From: amicus_curious
Subject: Re: The GPL means what you want it to mean
Date: Sat, 4 Apr 2009 10:18:52 -0400


"Thufir Hawat" <address@hidden> wrote in message news:address@hidden
On Fri, 03 Apr 2009 12:35:51 -0400, Rjack wrote:

 "Free Software" is highly restrictive software and isn't
"free" at all. Permissive licensed open source code such as BSD licensed
programs do not carry any baggage related to being hauled into federal
court by a band of wild-eyed zealots who practice socialism in software
licensing as a religion.

Why not extend that argument to the conclusion:  don't use any license at
all.  Sqlite is public domain.  You're free to develop public domain
software on your own.  However, you're not likely to ever see a penny for
your efforts.

That is exactly correct. I think that is the essence of open source. Anyone who needs a basic function in their own application should be free to adopt one freely handed out by someone else. Since it is freely distributed, there is absolutely no obligation. Anyone so proud of their incremental innovation that improves the original that they want to brag to the world is also free to publish their dependent work. Anyone who doesn't see the value in such a publication or who hasn't made any such change would naturally refrain from any disclosure.

The internet is full of sites and included articles describing this very kind of software and many developers have taken advantage of such articles to solve their own problems and to learn how to do a variety of things. There seems to be enough disclosure by those who learn a little so as to keep the ball rolling.

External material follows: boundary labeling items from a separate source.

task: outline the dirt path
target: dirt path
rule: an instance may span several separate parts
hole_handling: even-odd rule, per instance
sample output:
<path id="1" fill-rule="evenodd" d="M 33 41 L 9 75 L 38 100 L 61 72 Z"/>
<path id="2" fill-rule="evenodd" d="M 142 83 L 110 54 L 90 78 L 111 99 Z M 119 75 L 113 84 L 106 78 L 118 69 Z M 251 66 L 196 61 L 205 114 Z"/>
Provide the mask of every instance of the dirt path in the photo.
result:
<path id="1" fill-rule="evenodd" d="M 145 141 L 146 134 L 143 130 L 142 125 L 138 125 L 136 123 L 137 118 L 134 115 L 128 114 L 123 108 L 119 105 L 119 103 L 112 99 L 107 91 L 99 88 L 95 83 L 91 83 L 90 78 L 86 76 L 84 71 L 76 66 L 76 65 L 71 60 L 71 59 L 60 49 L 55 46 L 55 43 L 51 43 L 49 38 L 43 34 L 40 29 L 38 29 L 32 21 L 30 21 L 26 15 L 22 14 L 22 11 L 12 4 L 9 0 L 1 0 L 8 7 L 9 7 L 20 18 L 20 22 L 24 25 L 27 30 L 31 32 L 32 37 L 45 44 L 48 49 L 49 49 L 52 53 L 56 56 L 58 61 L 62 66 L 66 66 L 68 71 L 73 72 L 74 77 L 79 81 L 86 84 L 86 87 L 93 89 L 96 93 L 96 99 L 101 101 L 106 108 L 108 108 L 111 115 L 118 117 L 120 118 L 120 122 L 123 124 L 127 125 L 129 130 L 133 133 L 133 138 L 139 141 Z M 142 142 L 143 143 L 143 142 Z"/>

All this makes Stallman and the FSF appear to be a sort of dog in the manger, denying access to those who might avail themselves of some learning or avoid some rote efforts. I do not think that anyone who included any such GPL solftware into their product could make any money from the effort either, just as they could not from public domain software. There is nothing that anyone trying to sell a product rather than give it away could sell other than their own innovation since the original functionality is still available to anyone at no charge. If I stole the code for FireFox and used it unchanged in a new product that I called HoundDog, I would never recover my costs of promoting it via license fees. I doubt that I would ever sell a single copy. If I added some functions that made it more valuable and likely to appeal to consumers, however, I could possibly benefit, but, again, it is doubtful that anyone could really innovate anything in this realm.